Prkdc, encoding the DNA-dependent protein kinase catalytic subunit (DNA-PKcs), is crucial for nonhomologous end-joining DNA repair, a pathway vital for maintaining genomic stability [3]. It is involved in multiple biological processes and has significant implications for various diseases [3,5]. Genetic models, such as gene knockout (KO) and conditional knockout (CKO) mouse models, are valuable for studying Prkdc's functions.

In osteosarcoma, loss-of-function experiments showed that the loss of Prkdc significantly increased sensitivity to doxorubicin (DOX), as Prkdc recruited and bound GDE2 to enhance GNAS stability, which activated AKT phosphorylation and conferred DOX resistance [1].

In gastric cancer, hsa_circ_0136666 upregulated Prkdc expression by sponging miR-375-3p, regulating immune checkpoint proteins, and driving PD-L1 phosphorylation and immune escape [2].

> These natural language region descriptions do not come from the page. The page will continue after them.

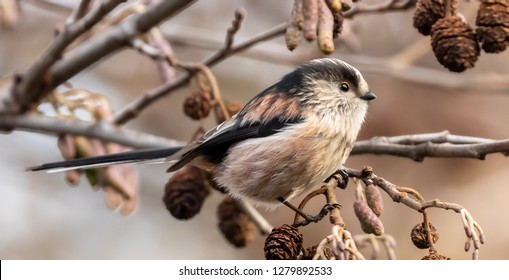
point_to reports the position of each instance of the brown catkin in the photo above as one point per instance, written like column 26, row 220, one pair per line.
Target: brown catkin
column 310, row 11
column 325, row 28
column 454, row 44
column 235, row 224
column 374, row 199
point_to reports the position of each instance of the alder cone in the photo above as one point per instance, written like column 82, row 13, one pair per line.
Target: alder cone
column 427, row 12
column 186, row 191
column 283, row 243
column 454, row 44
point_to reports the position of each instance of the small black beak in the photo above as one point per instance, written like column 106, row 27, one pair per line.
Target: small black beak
column 368, row 96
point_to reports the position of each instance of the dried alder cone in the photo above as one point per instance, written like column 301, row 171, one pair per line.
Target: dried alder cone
column 197, row 106
column 283, row 243
column 493, row 25
column 370, row 223
column 319, row 20
column 454, row 44
column 420, row 237
column 235, row 224
column 186, row 191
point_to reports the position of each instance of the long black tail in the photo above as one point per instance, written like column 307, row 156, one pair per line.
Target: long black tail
column 104, row 160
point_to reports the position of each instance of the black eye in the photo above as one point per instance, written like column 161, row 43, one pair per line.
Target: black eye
column 344, row 86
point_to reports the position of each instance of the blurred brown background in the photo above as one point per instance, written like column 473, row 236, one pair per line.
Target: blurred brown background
column 42, row 218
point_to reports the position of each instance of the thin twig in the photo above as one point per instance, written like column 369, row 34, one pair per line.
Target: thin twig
column 101, row 130
column 387, row 6
column 35, row 82
column 474, row 233
column 40, row 79
column 134, row 108
column 442, row 145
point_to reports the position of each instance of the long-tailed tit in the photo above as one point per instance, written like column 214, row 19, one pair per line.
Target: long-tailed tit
column 286, row 140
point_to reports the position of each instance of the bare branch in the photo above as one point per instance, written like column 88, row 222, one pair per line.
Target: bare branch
column 100, row 130
column 134, row 109
column 387, row 6
column 443, row 145
column 35, row 83
column 473, row 231
column 40, row 79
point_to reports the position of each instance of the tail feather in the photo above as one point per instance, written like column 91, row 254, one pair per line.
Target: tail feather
column 105, row 160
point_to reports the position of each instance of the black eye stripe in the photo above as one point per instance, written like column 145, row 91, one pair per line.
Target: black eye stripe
column 344, row 86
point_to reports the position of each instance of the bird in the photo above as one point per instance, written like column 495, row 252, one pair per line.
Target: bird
column 285, row 141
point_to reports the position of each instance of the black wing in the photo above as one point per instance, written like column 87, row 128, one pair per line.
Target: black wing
column 215, row 148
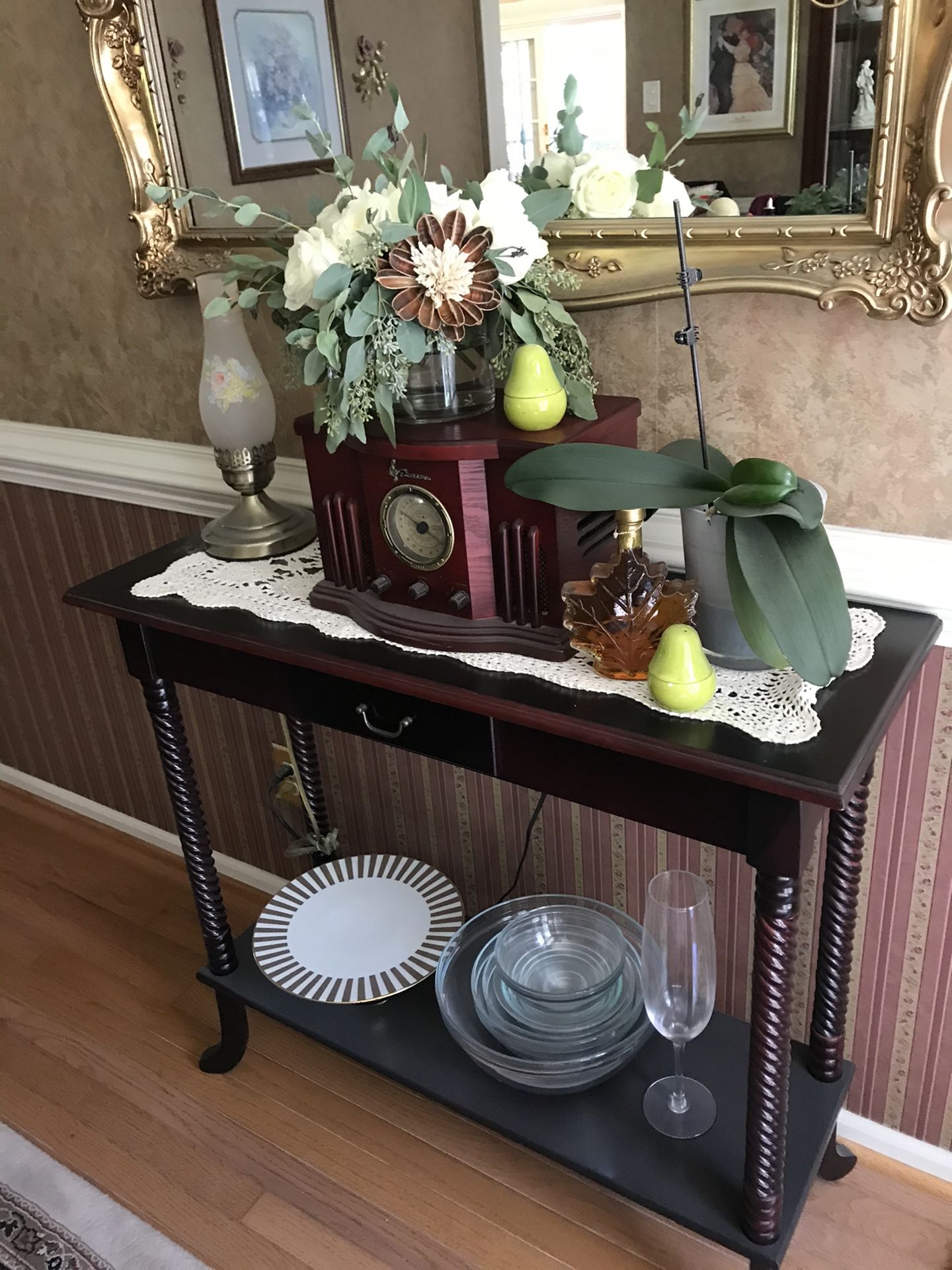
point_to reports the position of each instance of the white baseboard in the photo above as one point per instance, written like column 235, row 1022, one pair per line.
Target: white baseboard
column 865, row 1133
column 227, row 867
column 902, row 570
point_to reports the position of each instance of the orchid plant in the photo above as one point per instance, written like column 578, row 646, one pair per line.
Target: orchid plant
column 614, row 183
column 393, row 271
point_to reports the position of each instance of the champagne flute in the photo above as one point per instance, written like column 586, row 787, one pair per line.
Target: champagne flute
column 680, row 974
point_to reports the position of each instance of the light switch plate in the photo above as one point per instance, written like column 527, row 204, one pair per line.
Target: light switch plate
column 651, row 97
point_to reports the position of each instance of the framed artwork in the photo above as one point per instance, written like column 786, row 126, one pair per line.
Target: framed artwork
column 270, row 56
column 742, row 63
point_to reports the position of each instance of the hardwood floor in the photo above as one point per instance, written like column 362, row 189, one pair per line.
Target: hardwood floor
column 301, row 1159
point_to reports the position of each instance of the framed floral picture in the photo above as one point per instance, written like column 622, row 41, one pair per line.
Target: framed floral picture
column 268, row 58
column 742, row 64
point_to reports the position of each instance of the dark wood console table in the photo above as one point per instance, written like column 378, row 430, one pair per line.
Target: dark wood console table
column 746, row 1181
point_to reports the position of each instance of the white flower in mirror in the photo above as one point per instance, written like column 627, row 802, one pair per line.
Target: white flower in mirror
column 513, row 233
column 311, row 253
column 606, row 186
column 663, row 204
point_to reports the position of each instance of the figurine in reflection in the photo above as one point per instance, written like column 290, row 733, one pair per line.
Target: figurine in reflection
column 865, row 113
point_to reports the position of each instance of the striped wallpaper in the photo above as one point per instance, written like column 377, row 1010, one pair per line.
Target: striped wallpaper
column 71, row 716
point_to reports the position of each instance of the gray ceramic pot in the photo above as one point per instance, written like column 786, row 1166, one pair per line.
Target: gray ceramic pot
column 705, row 563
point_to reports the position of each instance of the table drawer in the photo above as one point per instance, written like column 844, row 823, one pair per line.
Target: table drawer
column 408, row 723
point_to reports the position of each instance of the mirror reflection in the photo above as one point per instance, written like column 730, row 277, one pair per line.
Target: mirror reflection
column 740, row 112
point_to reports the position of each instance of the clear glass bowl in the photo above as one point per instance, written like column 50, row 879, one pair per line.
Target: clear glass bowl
column 459, row 1011
column 556, row 1035
column 560, row 952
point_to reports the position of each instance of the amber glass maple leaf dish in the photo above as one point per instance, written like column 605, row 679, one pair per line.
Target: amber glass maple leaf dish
column 619, row 614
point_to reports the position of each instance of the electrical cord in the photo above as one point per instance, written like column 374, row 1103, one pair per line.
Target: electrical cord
column 530, row 827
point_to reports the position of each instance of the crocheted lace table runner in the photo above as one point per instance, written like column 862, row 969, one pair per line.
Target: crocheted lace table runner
column 768, row 705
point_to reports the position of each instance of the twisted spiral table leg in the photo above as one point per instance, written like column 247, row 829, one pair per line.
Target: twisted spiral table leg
column 172, row 741
column 777, row 904
column 309, row 769
column 841, row 892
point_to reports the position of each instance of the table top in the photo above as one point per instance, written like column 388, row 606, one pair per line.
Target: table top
column 856, row 710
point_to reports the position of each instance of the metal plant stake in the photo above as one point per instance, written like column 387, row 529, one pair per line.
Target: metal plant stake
column 691, row 334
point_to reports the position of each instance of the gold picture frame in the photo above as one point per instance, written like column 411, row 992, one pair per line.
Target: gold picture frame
column 692, row 81
column 894, row 259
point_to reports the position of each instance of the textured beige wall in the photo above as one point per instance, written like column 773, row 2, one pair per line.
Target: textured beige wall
column 861, row 405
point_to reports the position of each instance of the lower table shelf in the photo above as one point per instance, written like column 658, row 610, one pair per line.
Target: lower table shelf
column 600, row 1133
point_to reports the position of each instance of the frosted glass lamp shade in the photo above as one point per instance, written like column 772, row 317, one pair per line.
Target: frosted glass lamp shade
column 235, row 399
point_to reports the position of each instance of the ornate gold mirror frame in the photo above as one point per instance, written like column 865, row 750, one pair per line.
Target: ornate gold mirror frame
column 892, row 259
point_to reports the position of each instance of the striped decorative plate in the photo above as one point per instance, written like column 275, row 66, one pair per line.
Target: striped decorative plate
column 357, row 930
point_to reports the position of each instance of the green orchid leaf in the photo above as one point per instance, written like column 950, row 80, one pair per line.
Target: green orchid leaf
column 356, row 361
column 593, row 478
column 690, row 451
column 752, row 621
column 808, row 502
column 756, row 494
column 795, row 581
column 763, row 472
column 412, row 339
column 546, row 205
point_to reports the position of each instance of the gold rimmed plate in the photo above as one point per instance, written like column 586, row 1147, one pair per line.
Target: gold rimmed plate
column 356, row 930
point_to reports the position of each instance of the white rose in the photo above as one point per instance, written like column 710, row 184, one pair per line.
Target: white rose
column 606, row 186
column 559, row 168
column 513, row 233
column 311, row 253
column 663, row 204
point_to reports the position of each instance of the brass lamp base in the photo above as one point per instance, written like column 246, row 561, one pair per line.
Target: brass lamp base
column 257, row 526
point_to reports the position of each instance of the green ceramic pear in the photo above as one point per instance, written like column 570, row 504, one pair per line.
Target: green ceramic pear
column 680, row 675
column 534, row 399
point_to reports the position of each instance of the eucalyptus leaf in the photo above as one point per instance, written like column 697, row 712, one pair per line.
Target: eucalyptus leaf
column 473, row 190
column 546, row 205
column 218, row 308
column 379, row 144
column 358, row 321
column 328, row 343
column 531, row 300
column 600, row 478
column 383, row 400
column 580, row 399
column 649, row 182
column 334, row 280
column 750, row 619
column 795, row 582
column 690, row 451
column 315, row 366
column 248, row 214
column 356, row 361
column 412, row 339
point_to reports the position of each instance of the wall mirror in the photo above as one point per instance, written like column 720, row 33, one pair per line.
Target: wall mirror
column 814, row 167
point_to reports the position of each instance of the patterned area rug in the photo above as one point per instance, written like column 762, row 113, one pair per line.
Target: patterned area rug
column 52, row 1220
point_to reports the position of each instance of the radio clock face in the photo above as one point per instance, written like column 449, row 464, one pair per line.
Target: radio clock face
column 416, row 527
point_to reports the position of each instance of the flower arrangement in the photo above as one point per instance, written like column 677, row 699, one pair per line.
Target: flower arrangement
column 390, row 272
column 612, row 183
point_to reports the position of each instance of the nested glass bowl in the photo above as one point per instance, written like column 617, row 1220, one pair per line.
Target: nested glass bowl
column 563, row 1075
column 560, row 952
column 556, row 1035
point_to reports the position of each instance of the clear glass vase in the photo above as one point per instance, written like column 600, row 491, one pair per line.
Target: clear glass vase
column 455, row 381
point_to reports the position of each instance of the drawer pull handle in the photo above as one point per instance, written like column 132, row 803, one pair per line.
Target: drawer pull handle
column 391, row 734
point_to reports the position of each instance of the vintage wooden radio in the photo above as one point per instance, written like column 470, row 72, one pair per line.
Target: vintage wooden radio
column 423, row 544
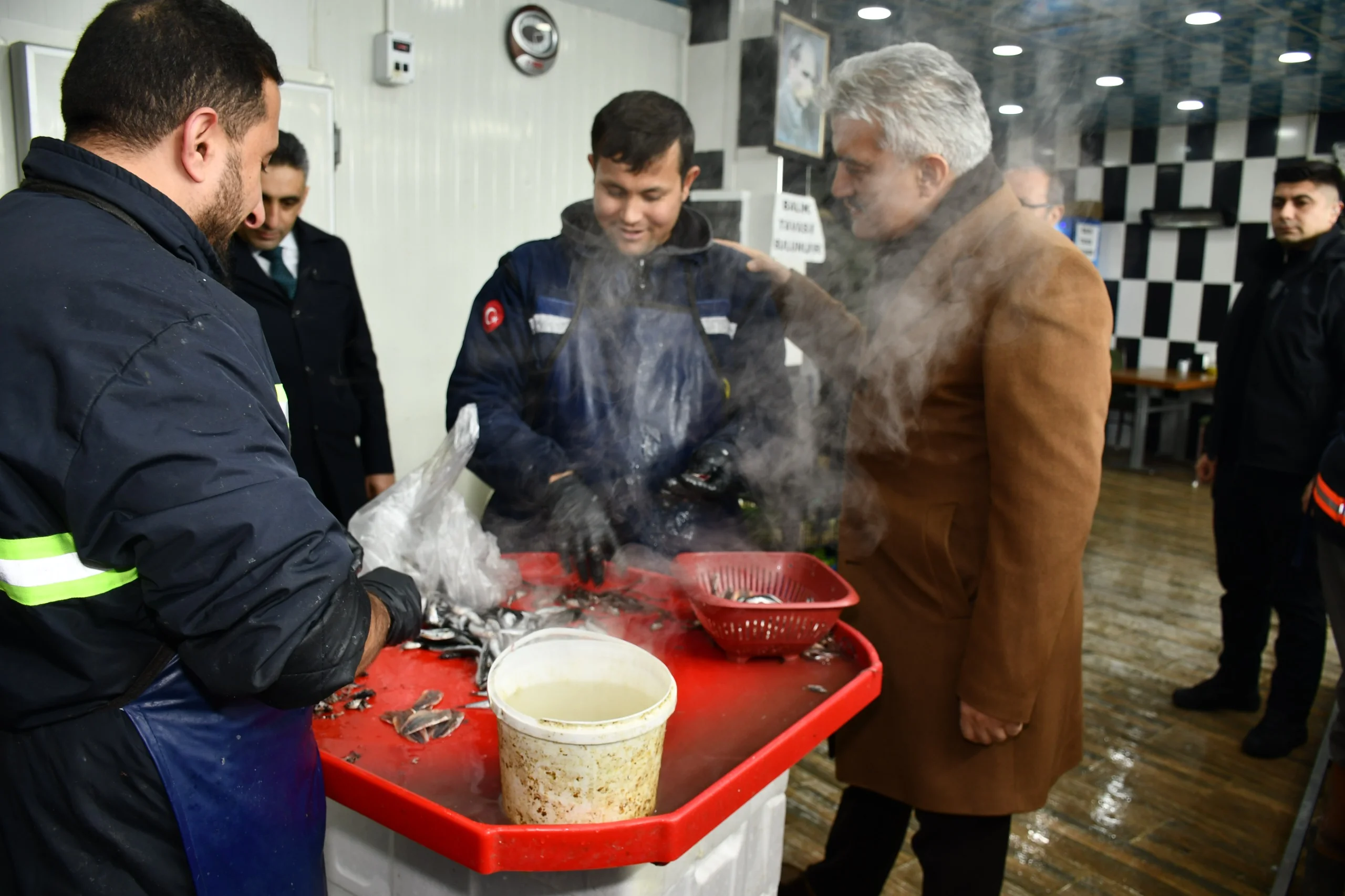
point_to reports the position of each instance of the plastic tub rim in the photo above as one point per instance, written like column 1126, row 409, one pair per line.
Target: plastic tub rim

In skin wound healing, knockdown of circ_PRKDC promoted keratinocyte migration during wound healing through the miR-31/FBN1 axis [4].

In conclusion, Prkdc plays essential roles in DNA repair, and its dysregulation is associated with various diseases. KO/CKO mouse models have revealed its role in cancer chemoresistance, tumor immune escape, and skin wound healing, providing potential therapeutic targets for these disease areas.